The Rising Risk of Federal Agency Cloud Investments

Published: October 01, 2014

Acquisition ReformCloud ComputingDOEEPANASA

Agencies pushed by the Office of Management and Budget to adopt “Cloud First” have moved en masse into cloud computing, assuming a greater level of risk than would have been acceptable previously. Inspectors General at several agencies have found that the move to the cloud at their agencies has resulted in uncoordinated investments, flawed and even absent data management policies, and a lack of FedRAMP security compliance. Agencies have thus swapped increased risk for greater savings thanks to policy pressure, a situation that is fraught with potential problems in the future.

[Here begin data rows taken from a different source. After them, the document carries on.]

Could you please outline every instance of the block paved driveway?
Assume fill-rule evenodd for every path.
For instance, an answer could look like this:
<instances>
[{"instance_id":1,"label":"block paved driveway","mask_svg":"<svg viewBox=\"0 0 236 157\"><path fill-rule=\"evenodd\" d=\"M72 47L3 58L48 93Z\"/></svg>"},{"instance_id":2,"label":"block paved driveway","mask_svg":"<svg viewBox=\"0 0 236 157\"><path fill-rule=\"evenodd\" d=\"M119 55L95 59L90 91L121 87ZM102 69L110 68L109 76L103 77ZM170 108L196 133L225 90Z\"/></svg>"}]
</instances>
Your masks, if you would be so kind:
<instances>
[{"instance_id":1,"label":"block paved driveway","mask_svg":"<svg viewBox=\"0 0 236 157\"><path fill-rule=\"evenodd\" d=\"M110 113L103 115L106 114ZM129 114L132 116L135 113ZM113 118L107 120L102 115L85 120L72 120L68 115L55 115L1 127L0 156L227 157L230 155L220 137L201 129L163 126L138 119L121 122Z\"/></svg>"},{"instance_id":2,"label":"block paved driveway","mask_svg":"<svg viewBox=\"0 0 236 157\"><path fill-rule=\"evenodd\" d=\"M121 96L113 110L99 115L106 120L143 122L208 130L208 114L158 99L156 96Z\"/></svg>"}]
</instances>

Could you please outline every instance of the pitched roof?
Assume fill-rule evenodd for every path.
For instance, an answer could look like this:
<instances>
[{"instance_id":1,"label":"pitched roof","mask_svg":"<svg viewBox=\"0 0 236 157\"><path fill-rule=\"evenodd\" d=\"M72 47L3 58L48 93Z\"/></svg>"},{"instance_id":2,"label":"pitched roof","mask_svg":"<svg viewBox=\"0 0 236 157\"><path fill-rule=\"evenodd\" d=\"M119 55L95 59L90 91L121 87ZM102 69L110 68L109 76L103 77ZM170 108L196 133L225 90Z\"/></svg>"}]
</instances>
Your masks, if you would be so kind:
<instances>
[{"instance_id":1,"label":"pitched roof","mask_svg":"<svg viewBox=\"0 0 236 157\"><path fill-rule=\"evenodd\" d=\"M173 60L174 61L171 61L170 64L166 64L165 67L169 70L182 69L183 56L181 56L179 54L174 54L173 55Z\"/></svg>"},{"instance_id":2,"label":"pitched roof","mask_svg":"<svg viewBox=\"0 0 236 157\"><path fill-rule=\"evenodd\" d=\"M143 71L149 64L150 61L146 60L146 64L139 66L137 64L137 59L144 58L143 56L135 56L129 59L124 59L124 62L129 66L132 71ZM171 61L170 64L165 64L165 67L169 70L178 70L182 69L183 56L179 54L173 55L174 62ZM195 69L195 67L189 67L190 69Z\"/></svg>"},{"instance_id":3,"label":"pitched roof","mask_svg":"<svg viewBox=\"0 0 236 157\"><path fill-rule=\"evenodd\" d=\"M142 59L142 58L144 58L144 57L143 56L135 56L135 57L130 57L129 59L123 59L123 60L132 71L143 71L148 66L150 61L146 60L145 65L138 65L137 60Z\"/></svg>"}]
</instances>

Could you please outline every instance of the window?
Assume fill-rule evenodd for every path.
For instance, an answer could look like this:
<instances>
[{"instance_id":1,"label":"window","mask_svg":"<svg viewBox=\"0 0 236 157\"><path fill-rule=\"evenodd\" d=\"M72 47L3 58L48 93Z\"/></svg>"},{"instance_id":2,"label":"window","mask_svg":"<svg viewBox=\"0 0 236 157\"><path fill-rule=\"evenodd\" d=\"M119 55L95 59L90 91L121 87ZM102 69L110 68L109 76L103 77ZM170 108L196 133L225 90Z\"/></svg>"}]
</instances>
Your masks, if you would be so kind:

Last week saw the publication of a report by the Government Accountability Office that reprimanded federal agencies for not pursuing cloud investments as aggressively as is mandated by the Office of Management and Budget’s “Cloud First” policy.  As a result, the GAO’s Cloud Computing: Additional Opportunities and Savings Need to Be Pursued report concluded, agencies had not derived the cost benefits that they might have if they had chosen to use a commercial cloud service rather than reinvest in the ongoing operation of numerous legacy systems.  At roughly the same time the Department of Energy’s Office of the Inspector General published an audit report showing that although DOE offices and programs had invested more than $30 million dollars in cloud computing those offices could often neither account for the services they used, nor had they established adequate data management policies.  Lastly, the audit found that none of the cloud services reviewed were fully compliant with the Federal Risk and Authorization Management Program (FedRAMP).

In effect the GAO lambasted agencies for not considering cloud solutions to replace aging legacy systems, while at the same time yet another agency IG criticized its offices for failing to adequately protect data and coordinate investment management.  Several weeks ago the OIG at the Environmental Protection Agency revealed flaws in the EPA’s cloud investments that are similar to those at the DOE and last year the National Aeronautics and Space Administration was slapped for making cloud investments that lacked adequate data governance and security oversight.

Does anyone see the problem here?   

The OMB pushed Cloud First onto agencies with the sole objective of reducing IT costs.  This unerring (and I would argue irresponsible) focus on reducing costs forced agencies to jettison their typical risk aversion and jump into a new technology approach that they were not prepared for.  Lest readers think I am overstating the problem, I ask for consideration of the following.  Over the last two years I have documented hundreds of cloud investments that agencies have made since 2009.  These investments include back office systems and even a few mission critical programs that go far beyond the 3 programs that Cloud First originally mandated.  Now agency IG after agency IG is coming forward with audits revealing uncoordinated investments, absent data management policies, and lack of FedRAMP compliance.

Consider FedRAMP compliance.  Last time I checked fewer than 20 commercial cloud solutions had received FedRAMP certification.  Years ago representatives from industry warned that the FedRAMP approach would create a bottleneck of epic proportions; something GSA officials repeatedly promised wouldn’t happen.  Now where are we?  Agencies caught between the rock of OMB (and Congress, for that matter) and the hard place of the glacial FedRAMP authorization process have invested in cloud solutions well before they were ready for them.  The result has been chaos and the expansion of risk  across government in the name of saving a few million dollars; all of this against a backdrop of soaring entitlement spending that reaches into the trillions.  Is it any wonder that agencies have sought to keep legacy systems running rather than wade further into water that is already up to their noses?

The reality of the situation is that federal agencies have already made significant investments in cloud computing.  Many of these investments were made before FedRAMP had been stood up, meaning very, very few of them are compliant.  Worse yet, agency data management policies providing standards for the handling, storage, and accessibility of data are still largely missing.  The result is a federal IT environment in which risk has soared – the risk of breached or lost data, the risk of poorly managed investments, and the risk of cost overruns.  All of this has come at the cost of saving a few pennies at a time when the Federal Reserve regularly CTRL+Ps billions of dollars into existence per month.  The Department of Defense’s more conservative approach to the cloud doesn’t look so bad now does it?